Defining the Challenges and Opportunities for Downtown: Urban Doom Loop

The urban Downtown office market is facing a crisis which is only going to get worse.  The Downtown office vacancy rates from Cushman and Wakefield’s 2023 analysis as outlined in the chart below in the major urban markets throughout the Great Lakes illustrate substantial struggles with the current Downtown office markets.  This data is of more concern when looking at the number of tenants attempting to sublease their current space—which is very high across the United States.  It is clear the U.S. Downtown office market is not in good shape and is going to get worse as many companies will not renew Downtown office leases and seek much smaller spaces.    

Source:  Cushman & Wakefield

To solve this challenge companies and communities need to understand what the urban Downtown office market is in the dumps. COVID-19, demographics, and Artificial Intelligence (AI) all spell the launch of urban doom loops in Downtown urban markets across the United States.   COVID-19 continues to provide a substantial hangover for the U.S. economy—that is devasting the U.S. office market.  Forbes reported that 12.7% of full-time employees work from home, while 28.2% work at a hybrid model. Currently, 12.7% of full-time employees work from home, illustrating the rapid normalization of remote work environments. Simultaneously, a significant 28.2% of employees have adapted to a hybrid work model. Researchers from Ladders have been carefully tracking remote work availability from North America’s largest 50,000 employers since the pandemic began. Remote opportunities leaped from under 4% of all high-paying jobs before the pandemic to about 9% at the end of 2020, and to more than 15% today. 

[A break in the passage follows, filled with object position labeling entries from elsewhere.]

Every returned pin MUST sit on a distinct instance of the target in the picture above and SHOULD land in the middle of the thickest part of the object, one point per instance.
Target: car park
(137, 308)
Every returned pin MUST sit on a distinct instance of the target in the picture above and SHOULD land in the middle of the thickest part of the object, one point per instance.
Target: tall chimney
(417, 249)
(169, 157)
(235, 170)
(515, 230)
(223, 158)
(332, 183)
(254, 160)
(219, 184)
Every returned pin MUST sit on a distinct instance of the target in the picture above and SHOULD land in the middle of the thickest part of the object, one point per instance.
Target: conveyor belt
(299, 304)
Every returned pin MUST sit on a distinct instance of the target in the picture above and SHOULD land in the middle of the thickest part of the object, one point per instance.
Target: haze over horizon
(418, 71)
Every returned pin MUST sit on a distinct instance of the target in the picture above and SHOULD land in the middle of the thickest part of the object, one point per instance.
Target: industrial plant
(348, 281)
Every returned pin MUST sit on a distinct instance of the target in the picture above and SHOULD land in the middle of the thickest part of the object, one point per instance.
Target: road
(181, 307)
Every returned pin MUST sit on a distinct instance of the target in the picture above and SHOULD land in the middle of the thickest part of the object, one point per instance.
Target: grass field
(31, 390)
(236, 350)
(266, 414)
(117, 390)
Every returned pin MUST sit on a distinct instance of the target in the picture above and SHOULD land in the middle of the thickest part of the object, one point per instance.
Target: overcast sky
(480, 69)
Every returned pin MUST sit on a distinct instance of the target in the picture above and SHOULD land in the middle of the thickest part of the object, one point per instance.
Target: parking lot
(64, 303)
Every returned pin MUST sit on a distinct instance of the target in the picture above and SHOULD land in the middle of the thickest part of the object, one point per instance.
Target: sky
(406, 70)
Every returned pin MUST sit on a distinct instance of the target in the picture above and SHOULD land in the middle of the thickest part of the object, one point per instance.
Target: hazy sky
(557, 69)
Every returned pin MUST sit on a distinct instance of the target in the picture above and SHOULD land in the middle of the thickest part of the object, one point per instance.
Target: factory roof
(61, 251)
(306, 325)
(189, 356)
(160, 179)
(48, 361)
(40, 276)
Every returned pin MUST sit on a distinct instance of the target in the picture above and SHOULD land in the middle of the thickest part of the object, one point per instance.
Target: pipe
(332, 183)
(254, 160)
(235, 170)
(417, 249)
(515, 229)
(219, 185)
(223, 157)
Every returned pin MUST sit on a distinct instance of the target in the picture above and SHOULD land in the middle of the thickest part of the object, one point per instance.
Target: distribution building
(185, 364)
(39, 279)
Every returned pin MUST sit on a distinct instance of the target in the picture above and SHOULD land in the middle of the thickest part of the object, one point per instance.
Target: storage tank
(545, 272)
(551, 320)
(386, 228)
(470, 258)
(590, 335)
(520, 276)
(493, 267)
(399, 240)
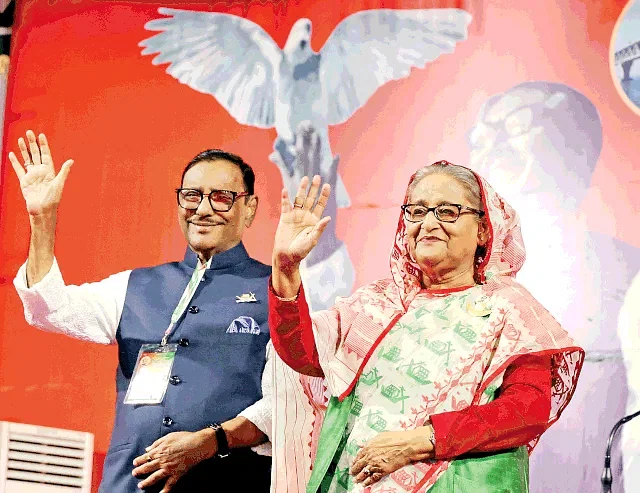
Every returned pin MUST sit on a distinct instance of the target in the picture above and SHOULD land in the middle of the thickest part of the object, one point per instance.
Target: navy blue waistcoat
(218, 368)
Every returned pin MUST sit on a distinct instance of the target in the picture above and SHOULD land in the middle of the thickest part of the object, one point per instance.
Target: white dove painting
(301, 93)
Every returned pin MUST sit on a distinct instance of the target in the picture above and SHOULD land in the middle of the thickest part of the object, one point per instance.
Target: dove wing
(224, 55)
(372, 47)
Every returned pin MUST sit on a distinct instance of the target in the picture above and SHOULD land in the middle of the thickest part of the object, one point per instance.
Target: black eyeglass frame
(460, 208)
(234, 195)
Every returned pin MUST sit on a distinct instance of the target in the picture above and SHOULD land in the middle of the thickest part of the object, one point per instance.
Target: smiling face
(209, 232)
(445, 252)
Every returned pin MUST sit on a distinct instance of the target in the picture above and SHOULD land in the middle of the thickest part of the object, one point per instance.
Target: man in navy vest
(188, 424)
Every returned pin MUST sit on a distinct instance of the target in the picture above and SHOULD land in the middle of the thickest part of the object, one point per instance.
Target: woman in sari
(442, 377)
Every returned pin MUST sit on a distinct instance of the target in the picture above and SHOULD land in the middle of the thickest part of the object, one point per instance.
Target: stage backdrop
(526, 93)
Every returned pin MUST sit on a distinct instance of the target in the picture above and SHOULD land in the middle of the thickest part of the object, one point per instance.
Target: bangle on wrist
(432, 438)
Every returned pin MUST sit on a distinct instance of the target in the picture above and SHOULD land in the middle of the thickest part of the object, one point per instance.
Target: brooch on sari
(480, 307)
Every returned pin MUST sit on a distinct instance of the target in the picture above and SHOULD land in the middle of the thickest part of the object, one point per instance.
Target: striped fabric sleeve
(292, 333)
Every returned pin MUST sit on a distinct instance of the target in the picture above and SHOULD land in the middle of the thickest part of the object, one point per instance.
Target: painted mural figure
(456, 251)
(539, 143)
(626, 54)
(629, 333)
(300, 92)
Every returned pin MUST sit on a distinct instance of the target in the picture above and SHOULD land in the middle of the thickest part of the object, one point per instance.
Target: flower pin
(246, 298)
(481, 307)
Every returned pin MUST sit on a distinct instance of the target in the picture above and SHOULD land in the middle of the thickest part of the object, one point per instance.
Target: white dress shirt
(92, 311)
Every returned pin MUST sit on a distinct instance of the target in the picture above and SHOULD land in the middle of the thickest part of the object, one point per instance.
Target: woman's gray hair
(463, 175)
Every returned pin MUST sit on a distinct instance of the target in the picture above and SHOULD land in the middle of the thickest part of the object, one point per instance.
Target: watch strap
(221, 439)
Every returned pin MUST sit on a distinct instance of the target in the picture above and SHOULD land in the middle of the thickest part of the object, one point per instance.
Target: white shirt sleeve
(259, 413)
(90, 312)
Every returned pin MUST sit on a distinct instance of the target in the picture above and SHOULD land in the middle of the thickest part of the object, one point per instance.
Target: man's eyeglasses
(446, 213)
(220, 200)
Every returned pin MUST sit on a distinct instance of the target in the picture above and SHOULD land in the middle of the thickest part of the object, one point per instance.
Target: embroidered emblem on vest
(243, 325)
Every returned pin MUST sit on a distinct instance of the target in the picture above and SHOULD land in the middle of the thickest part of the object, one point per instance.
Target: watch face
(624, 52)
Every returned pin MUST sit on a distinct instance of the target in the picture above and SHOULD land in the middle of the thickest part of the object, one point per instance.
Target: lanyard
(188, 293)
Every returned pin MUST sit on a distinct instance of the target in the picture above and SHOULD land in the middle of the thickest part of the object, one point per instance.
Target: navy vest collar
(223, 260)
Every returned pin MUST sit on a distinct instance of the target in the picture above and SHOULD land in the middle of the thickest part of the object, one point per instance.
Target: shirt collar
(222, 260)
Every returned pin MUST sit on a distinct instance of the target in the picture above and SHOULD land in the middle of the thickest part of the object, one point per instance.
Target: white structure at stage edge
(38, 459)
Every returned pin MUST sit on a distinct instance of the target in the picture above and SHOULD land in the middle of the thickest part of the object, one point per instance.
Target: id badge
(151, 375)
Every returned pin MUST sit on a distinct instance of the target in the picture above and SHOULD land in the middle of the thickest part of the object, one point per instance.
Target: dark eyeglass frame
(435, 212)
(234, 196)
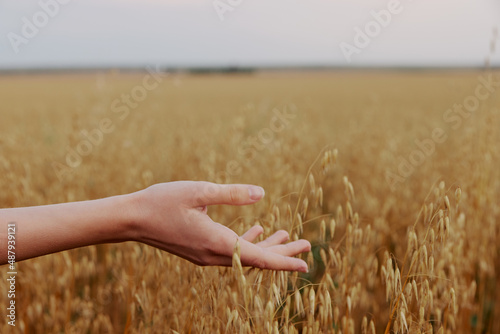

Demographics are also working against the growth of office workers.  The Baby Boom generation which has been fueling the U.S. workforce for decades is retiring.  The U.S. civilian labor participation rate is a full six points lower than in 2003.  Fewer Americans are working and the economy is struggling to provide the workforce companies need to succeed.  This lack of workforce creates substantial leverage for current employees to demand to work from home. Companies remain unable to bring these workers back to the office and indicate a permanent shift for this generation to have a sizable portion of their employees to work at home long term.

AI is going to impact the U.S. office market as well.  AI is going to be the next great disruption of the global economy. Just as automation disrupts the global manufacturing industry, AI is going to disrupt the advanced services or white-collar industries.  A Pew Research study found that workers with a bachelor’s degree or more (27%) are more than twice as likely as those with a high school diploma only (12%) to see the most exposure. Jobs are considered more exposed to artificial intelligence if AI can either perform their most important activities entirely or help with them. AI could well replace the tasks of “getting information” and “analyzing data or information,” or it could help with “working with computers.” These are also among the key tasks for lawyers, software engineers, accountants, customer service representatives, and other white-collar workers—all these occupations currently fill many global offices.  AI will likely create more jobs than it eliminates but in the near term, AI will have a negative impact on urban office markets.  Urban Downtown office markets are in trouble and companies and communities seeking to reverse this trend need to first understand the scale and scope of the challenge that shapes how best to adopt strategies to address this issue.